Inside an Indiana aquafarming complex, thousands of salmon eggs grow—faster than normal. The eggs have been genetically modified. They will hatch into tiny fish and then mature more quickly than other farmed or wild salmon. “Genetically modified” means scientists have altered a gene in the organism’s DNA. In this case, the gene affects growth rate.
Once these fish reach about 10 pounds, they will be marketed to restaurants. That could happen as early as 2020.
The salmon are produced by a company called AquaBounty. They are the first genetically modified animals approved for human consumption in the United States. AquaBounty hasn’t yet sold any fish in the United States. But the company is targeting restaurants and university cafeterias for sales soon.
Some consumer advocacy groups call for caution regarding GMOs, or genetically modified organisms. They express concern that changing plant or animal DNA could have health consequences for people who consume them. Biologists working in genetic modification believe those concerns are unfounded. They say GMOs are necessary to feed the world’s growing population. The Genetic Literacy Project states that the world’s population will reach 10 billion by the year 2050. To meet corresponding food needs, agricultural production will need to double worldwide.

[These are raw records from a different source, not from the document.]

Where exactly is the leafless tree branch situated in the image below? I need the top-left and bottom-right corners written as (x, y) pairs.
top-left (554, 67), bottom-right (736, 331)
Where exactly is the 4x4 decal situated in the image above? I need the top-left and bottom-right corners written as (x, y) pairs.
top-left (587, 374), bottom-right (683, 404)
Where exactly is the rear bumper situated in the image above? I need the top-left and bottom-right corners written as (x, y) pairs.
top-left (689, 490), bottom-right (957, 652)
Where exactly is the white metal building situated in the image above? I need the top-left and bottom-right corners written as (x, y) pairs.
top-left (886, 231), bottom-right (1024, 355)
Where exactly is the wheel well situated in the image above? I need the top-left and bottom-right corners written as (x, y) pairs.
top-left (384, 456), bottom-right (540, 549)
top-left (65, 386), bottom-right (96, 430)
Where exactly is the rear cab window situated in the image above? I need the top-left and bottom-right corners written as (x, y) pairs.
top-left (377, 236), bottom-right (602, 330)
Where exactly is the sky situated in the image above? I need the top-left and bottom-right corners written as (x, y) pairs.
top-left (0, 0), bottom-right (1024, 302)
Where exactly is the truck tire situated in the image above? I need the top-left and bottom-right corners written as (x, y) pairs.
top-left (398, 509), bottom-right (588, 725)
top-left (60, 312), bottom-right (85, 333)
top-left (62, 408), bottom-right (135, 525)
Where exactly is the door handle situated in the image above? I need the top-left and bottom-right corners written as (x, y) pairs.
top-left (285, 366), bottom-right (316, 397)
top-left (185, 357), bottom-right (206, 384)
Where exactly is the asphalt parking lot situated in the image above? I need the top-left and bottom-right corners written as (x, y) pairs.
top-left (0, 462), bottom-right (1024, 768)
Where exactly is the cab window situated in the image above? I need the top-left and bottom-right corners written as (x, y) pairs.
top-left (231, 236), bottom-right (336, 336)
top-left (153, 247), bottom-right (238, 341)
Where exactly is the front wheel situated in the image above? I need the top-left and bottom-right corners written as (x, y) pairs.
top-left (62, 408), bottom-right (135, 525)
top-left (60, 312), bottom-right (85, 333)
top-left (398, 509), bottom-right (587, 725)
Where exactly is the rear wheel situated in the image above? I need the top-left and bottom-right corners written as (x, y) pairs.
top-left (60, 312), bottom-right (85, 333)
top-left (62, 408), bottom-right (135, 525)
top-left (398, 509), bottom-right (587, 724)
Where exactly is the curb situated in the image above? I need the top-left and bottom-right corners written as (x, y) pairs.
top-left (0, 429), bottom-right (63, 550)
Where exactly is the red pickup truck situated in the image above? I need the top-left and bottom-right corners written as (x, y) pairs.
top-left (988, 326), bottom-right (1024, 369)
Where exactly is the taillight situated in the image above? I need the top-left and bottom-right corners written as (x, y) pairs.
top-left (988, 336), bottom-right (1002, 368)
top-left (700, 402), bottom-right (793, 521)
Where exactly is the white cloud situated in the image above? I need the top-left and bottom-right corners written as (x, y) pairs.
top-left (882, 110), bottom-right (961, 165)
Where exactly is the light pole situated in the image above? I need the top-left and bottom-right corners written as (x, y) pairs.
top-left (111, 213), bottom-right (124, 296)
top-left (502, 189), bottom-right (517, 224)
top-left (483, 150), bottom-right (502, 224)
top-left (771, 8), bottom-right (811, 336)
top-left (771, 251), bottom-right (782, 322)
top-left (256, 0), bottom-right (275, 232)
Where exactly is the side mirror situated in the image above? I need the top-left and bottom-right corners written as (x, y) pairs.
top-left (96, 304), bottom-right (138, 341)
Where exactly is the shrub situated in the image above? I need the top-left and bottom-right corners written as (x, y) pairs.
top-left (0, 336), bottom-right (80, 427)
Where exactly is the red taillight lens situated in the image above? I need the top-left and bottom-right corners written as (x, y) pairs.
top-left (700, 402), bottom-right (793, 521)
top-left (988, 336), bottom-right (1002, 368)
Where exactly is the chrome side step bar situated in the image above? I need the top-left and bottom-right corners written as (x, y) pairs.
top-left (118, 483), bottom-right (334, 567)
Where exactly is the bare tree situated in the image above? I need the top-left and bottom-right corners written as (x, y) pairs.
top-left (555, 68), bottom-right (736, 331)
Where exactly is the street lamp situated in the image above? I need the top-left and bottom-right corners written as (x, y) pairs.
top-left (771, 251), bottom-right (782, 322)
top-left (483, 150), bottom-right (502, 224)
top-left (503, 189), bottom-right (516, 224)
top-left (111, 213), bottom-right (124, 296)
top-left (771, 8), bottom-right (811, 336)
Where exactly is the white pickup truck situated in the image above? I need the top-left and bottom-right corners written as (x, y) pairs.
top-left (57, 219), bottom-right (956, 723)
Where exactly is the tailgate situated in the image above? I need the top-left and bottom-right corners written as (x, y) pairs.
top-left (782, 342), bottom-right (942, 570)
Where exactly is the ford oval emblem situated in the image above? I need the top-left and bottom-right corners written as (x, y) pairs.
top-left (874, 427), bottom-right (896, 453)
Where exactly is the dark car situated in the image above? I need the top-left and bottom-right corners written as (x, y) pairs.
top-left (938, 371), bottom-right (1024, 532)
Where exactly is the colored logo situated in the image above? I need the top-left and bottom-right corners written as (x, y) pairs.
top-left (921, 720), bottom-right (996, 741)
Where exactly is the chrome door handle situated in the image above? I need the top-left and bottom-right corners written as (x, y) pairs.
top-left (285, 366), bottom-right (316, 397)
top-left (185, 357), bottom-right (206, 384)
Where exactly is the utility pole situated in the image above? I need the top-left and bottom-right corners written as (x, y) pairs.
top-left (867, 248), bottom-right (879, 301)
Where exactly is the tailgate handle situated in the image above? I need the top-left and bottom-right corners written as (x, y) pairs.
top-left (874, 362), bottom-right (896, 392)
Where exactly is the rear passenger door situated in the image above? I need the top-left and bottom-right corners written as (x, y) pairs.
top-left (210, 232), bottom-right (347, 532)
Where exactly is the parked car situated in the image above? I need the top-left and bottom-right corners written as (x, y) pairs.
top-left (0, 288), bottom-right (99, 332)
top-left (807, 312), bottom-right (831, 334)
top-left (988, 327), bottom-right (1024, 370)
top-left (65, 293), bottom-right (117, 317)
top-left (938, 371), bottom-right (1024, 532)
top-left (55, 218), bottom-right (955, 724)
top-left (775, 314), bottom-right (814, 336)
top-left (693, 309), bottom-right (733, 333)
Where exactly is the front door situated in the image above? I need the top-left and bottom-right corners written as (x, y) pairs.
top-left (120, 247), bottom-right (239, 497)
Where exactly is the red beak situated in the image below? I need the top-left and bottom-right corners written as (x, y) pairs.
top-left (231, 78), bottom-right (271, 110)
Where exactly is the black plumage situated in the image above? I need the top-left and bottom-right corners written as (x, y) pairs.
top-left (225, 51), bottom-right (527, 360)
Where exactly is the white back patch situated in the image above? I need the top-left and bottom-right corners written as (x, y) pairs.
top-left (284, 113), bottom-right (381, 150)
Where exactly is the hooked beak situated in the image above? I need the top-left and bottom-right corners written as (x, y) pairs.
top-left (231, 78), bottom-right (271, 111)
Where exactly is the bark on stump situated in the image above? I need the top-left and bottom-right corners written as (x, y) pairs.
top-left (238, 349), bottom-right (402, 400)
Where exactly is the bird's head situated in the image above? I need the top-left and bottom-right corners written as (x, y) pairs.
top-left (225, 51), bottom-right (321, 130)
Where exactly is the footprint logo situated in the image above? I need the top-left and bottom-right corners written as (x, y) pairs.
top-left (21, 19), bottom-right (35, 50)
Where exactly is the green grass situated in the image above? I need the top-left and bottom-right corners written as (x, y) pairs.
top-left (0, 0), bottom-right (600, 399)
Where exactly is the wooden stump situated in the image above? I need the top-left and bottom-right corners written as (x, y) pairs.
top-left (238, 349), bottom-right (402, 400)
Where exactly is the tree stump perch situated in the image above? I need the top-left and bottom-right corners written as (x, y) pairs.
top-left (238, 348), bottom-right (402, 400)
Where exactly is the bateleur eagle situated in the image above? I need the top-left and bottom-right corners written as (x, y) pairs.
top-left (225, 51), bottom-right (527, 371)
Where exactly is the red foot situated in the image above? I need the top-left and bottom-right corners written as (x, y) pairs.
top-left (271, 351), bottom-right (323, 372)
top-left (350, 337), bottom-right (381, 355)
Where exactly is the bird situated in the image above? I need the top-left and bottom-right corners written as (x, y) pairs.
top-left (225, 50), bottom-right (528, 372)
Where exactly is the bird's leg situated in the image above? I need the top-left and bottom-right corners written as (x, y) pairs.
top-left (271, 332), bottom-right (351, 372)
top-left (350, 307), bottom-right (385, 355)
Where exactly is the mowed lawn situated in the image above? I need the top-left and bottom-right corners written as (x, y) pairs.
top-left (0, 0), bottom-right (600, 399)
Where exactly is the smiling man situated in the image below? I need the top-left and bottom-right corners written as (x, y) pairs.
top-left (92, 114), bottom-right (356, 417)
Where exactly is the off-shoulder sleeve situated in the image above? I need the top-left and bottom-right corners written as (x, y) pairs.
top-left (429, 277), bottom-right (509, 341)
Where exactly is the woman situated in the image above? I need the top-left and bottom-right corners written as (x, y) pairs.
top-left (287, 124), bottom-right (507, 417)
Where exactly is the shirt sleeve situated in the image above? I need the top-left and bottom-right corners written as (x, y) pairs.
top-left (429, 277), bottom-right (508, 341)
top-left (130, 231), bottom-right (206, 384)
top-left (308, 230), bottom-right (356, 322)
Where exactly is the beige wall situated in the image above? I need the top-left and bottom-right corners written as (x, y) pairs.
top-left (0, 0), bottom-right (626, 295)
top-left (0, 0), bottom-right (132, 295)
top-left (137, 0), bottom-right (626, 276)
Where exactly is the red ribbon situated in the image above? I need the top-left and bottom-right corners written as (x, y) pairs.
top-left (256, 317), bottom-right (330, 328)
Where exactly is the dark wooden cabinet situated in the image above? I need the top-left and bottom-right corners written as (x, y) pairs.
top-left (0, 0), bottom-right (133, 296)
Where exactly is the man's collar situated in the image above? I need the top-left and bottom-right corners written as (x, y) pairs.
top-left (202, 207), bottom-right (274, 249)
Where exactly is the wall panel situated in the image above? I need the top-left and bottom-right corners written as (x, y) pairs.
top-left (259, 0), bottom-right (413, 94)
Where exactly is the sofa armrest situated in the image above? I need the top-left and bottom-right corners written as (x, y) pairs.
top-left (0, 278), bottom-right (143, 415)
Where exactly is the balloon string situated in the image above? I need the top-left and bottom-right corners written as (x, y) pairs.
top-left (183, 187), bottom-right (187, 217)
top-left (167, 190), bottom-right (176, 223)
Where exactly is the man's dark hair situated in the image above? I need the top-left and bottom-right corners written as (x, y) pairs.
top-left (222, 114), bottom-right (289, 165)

Currently, only a few GMO plant food products are sold in the United States, according to the U.S. Department of Agriculture. Corn is the most common. But more than three-quarters of the GMO corn produced is used for livestock feed and ethanol for fuel. Soybeans follow closely after. Sugar beets, papaya, and Canadian-grown canola oil come next. The plants have been modified for various reasons: corn and sugar beets to grow larger and faster with a higher sugar content; soybeans to increase edible yield per plant; papaya to fight off a natural virus that kills the plant; and canola to resist chemical pesticide absorption.
AquaBounty’s salmon are modified with the intention of producing more food more quickly. To create the fast-growing salmon, AquaBounty techs injected Atlantic salmon with DNA from other fish species. They chose fish that naturally grow to full size in about 18 months. That’s twice the rate of regular salmon. The company says the process makes fish farming more efficient. Less feed is required as well as less time to produce more food.
The Canadian company worked for years to gain approval to grow and offer its fish in the United States. As AquaBounty acquired that clearance, several grocers including Kroger and Whole Foods vowed never to sell the fish.
The Center for Food Safety is suing the U.S. Food and Drug administration for approving distribution of AquaBounty salmon. Meanwhile, Greg Jaffe of the Center for Science in the Public Interest defends the decision. He believes grocers and restaurants should disclose when food products are genetically modified. But he doubts consumers, for the most part, will be concerned.
Agricultural Pioneer Norman Borlaug
Consider an individual’s life aspirations. What comes to mind as most valuable? Obviously, saving souls for eternal life with God would top the list. But after that, where would you rank saving people from starvation?
One man from the previous century is remembered for increasing food production. In 1970, Norman Borlaug received the Nobel Peace Prize. Borlaug studied plant diseases at the University of Minnesota during the Great Depression. At that time, many Americans were so poor they could not afford enough food to thrive.
World War II closely followed the Depression. It brought farm labor shortages and food rations. World population was still growing, and poor nations faced famine at alarming rates. America, though still recovering from its lean years, took a lead position in finding food solutions for more desperate nations.
It was out of that setting that Norman Borlaug’s ideas for improving farming methods took root. Borlaug proposed enhancing soils using chemical fertilizer. He claimed the same nutrients could be produced far more quickly in a lab than obtained through compost and manure. He explored breeding plant varieties to develop strains that resist diseases and yield greater volume. Modified seeds and modern techniques were shared in countries like Mexico, India, and Pakistan, where famine was averted.
His supporters say that Borlaug’s work saved millions upon millions of lives. For that, they call him a hero. But his critics say the gains were short-sighted. They claim Borlaug’s farming techniques depleted soil over the long term. High-yield plants use more water, which used up supply in drought-prone areas. His methods didn’t predict soil erosion and chemical run-off into essential waterways.
God’s word tells us to “multiply and fill the Earth,” (Genesis 1:28) “take dominion over the Earth,” (Genesis 1:26) and “love one’s neighbor as oneself.” (Matthew 22:39) Accomplishing all of those at once can be challenging. As it turns out, feeding a hungry world will take more than one man’s good ideas.